Council's Triple Play
IThat was in the back of the minds of council members as they rode out the clock at the December 3, 2007 meeting. President Robert Seelie called the meeting to order at 7:30 PM.
Nationwide actions of multinational corporations can trickle down to the local level. The AT&T Corporation is getting out of the pay telephone business. So many people use cellular phones now that the pay phone is no longer profitable to the company according to news reports. This means that the pay phone which is used by prisoners in the Lakewood jail needs a new operator. Global Tel Link will take over service of that phone in a contract approved by council.
But, it is the 2008 budget that is commanding the attention of this departing council because actions taken now will affect the new council’s budgeting process. Each year, a budget is prepared as required by state law. This has to be done by March 31. In order to operate the city in the first three month period, council in December usually approves a ninety day budget. However, during this year’s campaign for Mayor and the ward council seats, the prospect of increasing demands on the budget combined with only modestly increasing revenues was a prime issue. Therefore, this council wants to leave the next council and administration quicker control over the 2008 budget. It is doing this by approving a forty-five day budget that will allow the new lawmakers the ability to fashion a budget that more conforms with the fiscal concerns expressed during the campaign.
The next play in the triple play is organization. From the Lakewood City Charter – “The President and Vice President of council shall each be elected by a majority vote of Council. The member of Council present who has the longest consecutive tenure of office shall preside over the organizational meeting until the President of Council is elected.”
Thus, on January 2, 2008 Michael Dever (at large) will open the meeting at which the first order of business will be to elect a council president.
So much for the boilerplate. What is the real world process by which council elects its leaders? After looking in the mirror and thinking, “It ought to be me,” how does just one emerge? If there is an incumbent president, the position frequently continues in that member’s hands. This time, there is no incumbent with Seelie not having sought reelection.
At this time council will be one member shy because Edward FitzGerald (at large) who was mid term will presumably resign his seat by December 31, 2007 in order to assume the duties of Mayor on January 1, 2008.
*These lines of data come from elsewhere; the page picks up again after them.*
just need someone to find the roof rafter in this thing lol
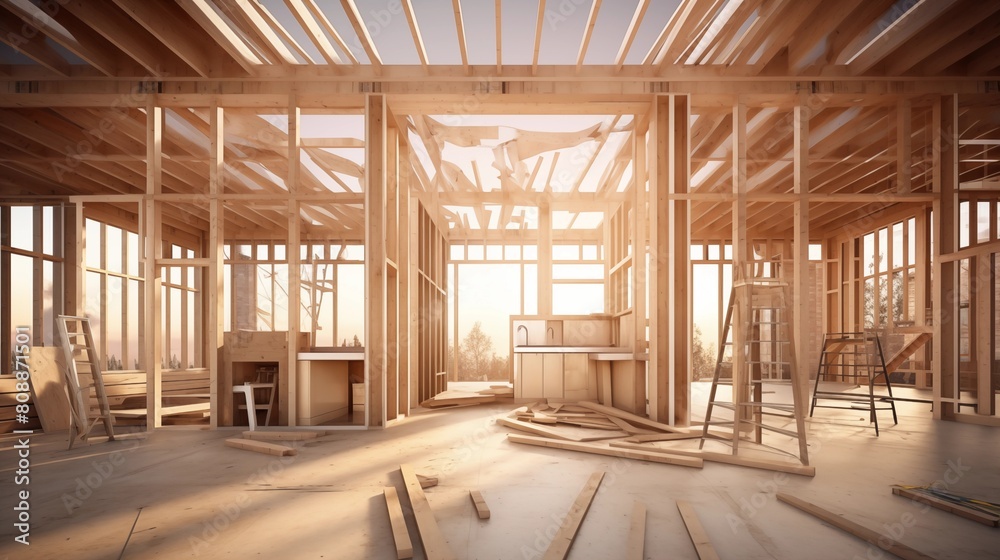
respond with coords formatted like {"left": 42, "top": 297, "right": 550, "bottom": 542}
{"left": 401, "top": 0, "right": 429, "bottom": 67}
{"left": 230, "top": 0, "right": 298, "bottom": 65}
{"left": 250, "top": 0, "right": 314, "bottom": 64}
{"left": 845, "top": 0, "right": 961, "bottom": 72}
{"left": 285, "top": 0, "right": 344, "bottom": 65}
{"left": 0, "top": 10, "right": 70, "bottom": 76}
{"left": 178, "top": 0, "right": 263, "bottom": 74}
{"left": 614, "top": 0, "right": 649, "bottom": 72}
{"left": 340, "top": 0, "right": 383, "bottom": 70}
{"left": 495, "top": 0, "right": 502, "bottom": 73}
{"left": 0, "top": 0, "right": 121, "bottom": 76}
{"left": 531, "top": 0, "right": 546, "bottom": 75}
{"left": 576, "top": 0, "right": 602, "bottom": 71}
{"left": 451, "top": 0, "right": 469, "bottom": 72}
{"left": 111, "top": 0, "right": 217, "bottom": 77}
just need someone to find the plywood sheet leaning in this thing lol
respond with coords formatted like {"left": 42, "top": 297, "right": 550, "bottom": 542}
{"left": 224, "top": 438, "right": 297, "bottom": 457}
{"left": 777, "top": 493, "right": 935, "bottom": 560}
{"left": 384, "top": 487, "right": 414, "bottom": 559}
{"left": 508, "top": 434, "right": 703, "bottom": 468}
{"left": 27, "top": 346, "right": 71, "bottom": 432}
{"left": 469, "top": 490, "right": 490, "bottom": 519}
{"left": 399, "top": 463, "right": 456, "bottom": 560}
{"left": 626, "top": 501, "right": 646, "bottom": 560}
{"left": 676, "top": 501, "right": 720, "bottom": 560}
{"left": 542, "top": 471, "right": 605, "bottom": 560}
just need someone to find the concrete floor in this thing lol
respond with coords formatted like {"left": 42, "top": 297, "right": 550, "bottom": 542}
{"left": 1, "top": 383, "right": 998, "bottom": 559}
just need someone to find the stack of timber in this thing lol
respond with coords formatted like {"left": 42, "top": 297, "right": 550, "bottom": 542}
{"left": 420, "top": 390, "right": 496, "bottom": 409}
{"left": 501, "top": 401, "right": 815, "bottom": 476}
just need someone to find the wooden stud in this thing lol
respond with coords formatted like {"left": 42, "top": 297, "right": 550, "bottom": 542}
{"left": 399, "top": 464, "right": 456, "bottom": 560}
{"left": 384, "top": 487, "right": 415, "bottom": 559}
{"left": 676, "top": 500, "right": 720, "bottom": 560}
{"left": 626, "top": 500, "right": 646, "bottom": 560}
{"left": 932, "top": 95, "right": 959, "bottom": 421}
{"left": 609, "top": 441, "right": 816, "bottom": 476}
{"left": 792, "top": 100, "right": 811, "bottom": 464}
{"left": 144, "top": 101, "right": 163, "bottom": 430}
{"left": 777, "top": 494, "right": 935, "bottom": 560}
{"left": 367, "top": 94, "right": 387, "bottom": 427}
{"left": 469, "top": 490, "right": 490, "bottom": 519}
{"left": 508, "top": 434, "right": 704, "bottom": 468}
{"left": 287, "top": 96, "right": 301, "bottom": 426}
{"left": 892, "top": 486, "right": 1000, "bottom": 527}
{"left": 541, "top": 471, "right": 605, "bottom": 560}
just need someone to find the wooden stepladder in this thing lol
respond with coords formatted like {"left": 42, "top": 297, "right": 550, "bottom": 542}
{"left": 56, "top": 315, "right": 115, "bottom": 449}
{"left": 701, "top": 270, "right": 810, "bottom": 466}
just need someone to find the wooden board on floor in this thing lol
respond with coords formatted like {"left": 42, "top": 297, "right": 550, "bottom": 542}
{"left": 498, "top": 416, "right": 628, "bottom": 442}
{"left": 417, "top": 474, "right": 438, "bottom": 489}
{"left": 469, "top": 490, "right": 490, "bottom": 519}
{"left": 608, "top": 442, "right": 815, "bottom": 477}
{"left": 625, "top": 432, "right": 701, "bottom": 443}
{"left": 891, "top": 486, "right": 1000, "bottom": 527}
{"left": 384, "top": 487, "right": 414, "bottom": 559}
{"left": 508, "top": 434, "right": 703, "bottom": 468}
{"left": 676, "top": 500, "right": 720, "bottom": 560}
{"left": 627, "top": 501, "right": 646, "bottom": 560}
{"left": 777, "top": 494, "right": 935, "bottom": 560}
{"left": 399, "top": 463, "right": 456, "bottom": 560}
{"left": 115, "top": 403, "right": 211, "bottom": 418}
{"left": 542, "top": 471, "right": 605, "bottom": 560}
{"left": 575, "top": 401, "right": 687, "bottom": 434}
{"left": 242, "top": 430, "right": 319, "bottom": 441}
{"left": 224, "top": 438, "right": 296, "bottom": 457}
{"left": 420, "top": 390, "right": 496, "bottom": 408}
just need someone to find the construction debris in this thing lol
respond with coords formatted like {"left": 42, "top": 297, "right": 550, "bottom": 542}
{"left": 542, "top": 471, "right": 605, "bottom": 560}
{"left": 676, "top": 501, "right": 721, "bottom": 560}
{"left": 383, "top": 487, "right": 414, "bottom": 559}
{"left": 399, "top": 464, "right": 456, "bottom": 560}
{"left": 420, "top": 390, "right": 497, "bottom": 409}
{"left": 469, "top": 490, "right": 491, "bottom": 519}
{"left": 241, "top": 431, "right": 320, "bottom": 441}
{"left": 417, "top": 474, "right": 439, "bottom": 489}
{"left": 891, "top": 485, "right": 1000, "bottom": 527}
{"left": 224, "top": 438, "right": 297, "bottom": 457}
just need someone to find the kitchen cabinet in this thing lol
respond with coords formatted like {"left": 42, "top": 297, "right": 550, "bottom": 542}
{"left": 563, "top": 353, "right": 597, "bottom": 401}
{"left": 517, "top": 351, "right": 600, "bottom": 401}
{"left": 518, "top": 353, "right": 544, "bottom": 399}
{"left": 542, "top": 354, "right": 563, "bottom": 398}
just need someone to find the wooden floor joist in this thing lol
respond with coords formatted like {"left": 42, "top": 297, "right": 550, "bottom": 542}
{"left": 469, "top": 490, "right": 491, "bottom": 519}
{"left": 399, "top": 464, "right": 456, "bottom": 560}
{"left": 241, "top": 431, "right": 320, "bottom": 441}
{"left": 777, "top": 493, "right": 936, "bottom": 560}
{"left": 383, "top": 487, "right": 414, "bottom": 559}
{"left": 224, "top": 438, "right": 297, "bottom": 457}
{"left": 676, "top": 501, "right": 720, "bottom": 560}
{"left": 508, "top": 434, "right": 704, "bottom": 468}
{"left": 542, "top": 471, "right": 605, "bottom": 560}
{"left": 626, "top": 501, "right": 646, "bottom": 560}
{"left": 608, "top": 441, "right": 816, "bottom": 476}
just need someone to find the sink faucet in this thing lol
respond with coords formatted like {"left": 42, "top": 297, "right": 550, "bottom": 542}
{"left": 547, "top": 326, "right": 555, "bottom": 342}
{"left": 516, "top": 325, "right": 528, "bottom": 346}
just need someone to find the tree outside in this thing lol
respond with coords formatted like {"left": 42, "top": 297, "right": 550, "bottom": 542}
{"left": 457, "top": 321, "right": 509, "bottom": 381}
{"left": 691, "top": 325, "right": 717, "bottom": 380}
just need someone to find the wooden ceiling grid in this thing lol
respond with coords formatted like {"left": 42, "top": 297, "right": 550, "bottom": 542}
{"left": 0, "top": 0, "right": 997, "bottom": 242}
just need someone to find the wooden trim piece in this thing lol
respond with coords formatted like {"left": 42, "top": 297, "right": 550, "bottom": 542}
{"left": 891, "top": 486, "right": 1000, "bottom": 527}
{"left": 508, "top": 434, "right": 704, "bottom": 468}
{"left": 777, "top": 493, "right": 935, "bottom": 560}
{"left": 624, "top": 432, "right": 701, "bottom": 443}
{"left": 542, "top": 471, "right": 605, "bottom": 560}
{"left": 676, "top": 500, "right": 720, "bottom": 560}
{"left": 399, "top": 463, "right": 456, "bottom": 560}
{"left": 608, "top": 442, "right": 816, "bottom": 477}
{"left": 469, "top": 490, "right": 491, "bottom": 520}
{"left": 224, "top": 438, "right": 296, "bottom": 456}
{"left": 497, "top": 416, "right": 627, "bottom": 442}
{"left": 384, "top": 487, "right": 415, "bottom": 560}
{"left": 626, "top": 501, "right": 646, "bottom": 560}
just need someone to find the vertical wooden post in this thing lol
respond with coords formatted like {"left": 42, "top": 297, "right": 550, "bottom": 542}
{"left": 632, "top": 114, "right": 647, "bottom": 417}
{"left": 208, "top": 103, "right": 224, "bottom": 429}
{"left": 366, "top": 93, "right": 387, "bottom": 428}
{"left": 647, "top": 96, "right": 666, "bottom": 422}
{"left": 32, "top": 206, "right": 43, "bottom": 346}
{"left": 53, "top": 205, "right": 65, "bottom": 340}
{"left": 896, "top": 99, "right": 912, "bottom": 194}
{"left": 975, "top": 255, "right": 995, "bottom": 416}
{"left": 1, "top": 205, "right": 10, "bottom": 370}
{"left": 144, "top": 101, "right": 163, "bottom": 430}
{"left": 932, "top": 95, "right": 958, "bottom": 421}
{"left": 669, "top": 95, "right": 690, "bottom": 426}
{"left": 793, "top": 101, "right": 811, "bottom": 411}
{"left": 386, "top": 125, "right": 399, "bottom": 421}
{"left": 398, "top": 136, "right": 411, "bottom": 418}
{"left": 732, "top": 98, "right": 749, "bottom": 423}
{"left": 287, "top": 96, "right": 301, "bottom": 426}
{"left": 538, "top": 204, "right": 552, "bottom": 315}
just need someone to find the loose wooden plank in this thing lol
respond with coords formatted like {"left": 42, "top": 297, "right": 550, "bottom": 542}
{"left": 399, "top": 464, "right": 456, "bottom": 560}
{"left": 241, "top": 430, "right": 319, "bottom": 441}
{"left": 606, "top": 416, "right": 658, "bottom": 435}
{"left": 498, "top": 417, "right": 628, "bottom": 442}
{"left": 542, "top": 471, "right": 605, "bottom": 560}
{"left": 575, "top": 401, "right": 687, "bottom": 434}
{"left": 114, "top": 402, "right": 211, "bottom": 418}
{"left": 891, "top": 486, "right": 1000, "bottom": 527}
{"left": 469, "top": 490, "right": 491, "bottom": 519}
{"left": 625, "top": 432, "right": 702, "bottom": 443}
{"left": 384, "top": 487, "right": 414, "bottom": 559}
{"left": 609, "top": 442, "right": 816, "bottom": 477}
{"left": 777, "top": 494, "right": 936, "bottom": 560}
{"left": 508, "top": 434, "right": 703, "bottom": 468}
{"left": 627, "top": 500, "right": 646, "bottom": 560}
{"left": 224, "top": 438, "right": 296, "bottom": 457}
{"left": 676, "top": 500, "right": 720, "bottom": 560}
{"left": 417, "top": 474, "right": 439, "bottom": 489}
{"left": 420, "top": 391, "right": 496, "bottom": 408}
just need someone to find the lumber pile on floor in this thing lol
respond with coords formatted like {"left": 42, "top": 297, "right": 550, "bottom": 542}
{"left": 224, "top": 430, "right": 315, "bottom": 456}
{"left": 500, "top": 401, "right": 814, "bottom": 476}
{"left": 420, "top": 390, "right": 497, "bottom": 408}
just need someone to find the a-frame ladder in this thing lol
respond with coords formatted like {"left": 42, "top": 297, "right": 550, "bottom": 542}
{"left": 56, "top": 315, "right": 115, "bottom": 449}
{"left": 700, "top": 274, "right": 810, "bottom": 465}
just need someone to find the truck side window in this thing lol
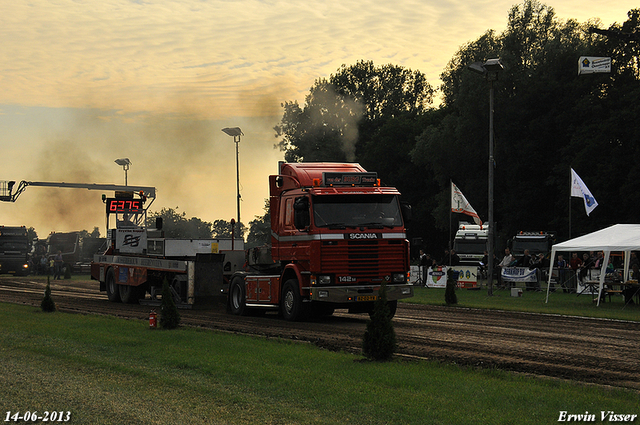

So what is actually happening right now and will intensify in the next few weeks is a series of personal contacts among the members of the new council. These contacts could be one-on-one via the telephone. Perhaps there have been some breakfast get-togethers. One, two or perhaps three members will emerge as a candidate for president. Each will present their case based on skill, tenure, and/or friendship in hopes of gaining the necessary four votes. Into the mix will be the different committee chairs. Some members might have a recognized ability in the City’s finances, for instance, thereby making that person an obvious choice for chair of Finance. So, a vote for president might be given in exchange for support for a favored committee chair.
Ultimately, this new Lakewood City Council President will be responsible, perhaps more than at any other time in the City’s history, given the contentious campaigns, for moving the City’s business forward.
Finally, council will have to fill the vacancy mentioned above. It has sixty days to do this. If council does not act, the Mayor makes the appointment. Council can use any process or set any criteria it sees fit to make the appointment. In the past fifteen years when vacancies have occurred the nominee usually came from the ranks of the Lakewood Democratic Club. On the Observation Deck many posters have suggested some of the people who just ran for council but lost would be good for the seat because of a demonstrated interest in the city and the position.
These three plays will be made by council in the next few months. But to continue with the baseball analogy, they can do it ugly or pretty. We’ll be following them in the Observer and on the Observation Deck as the play unfolds.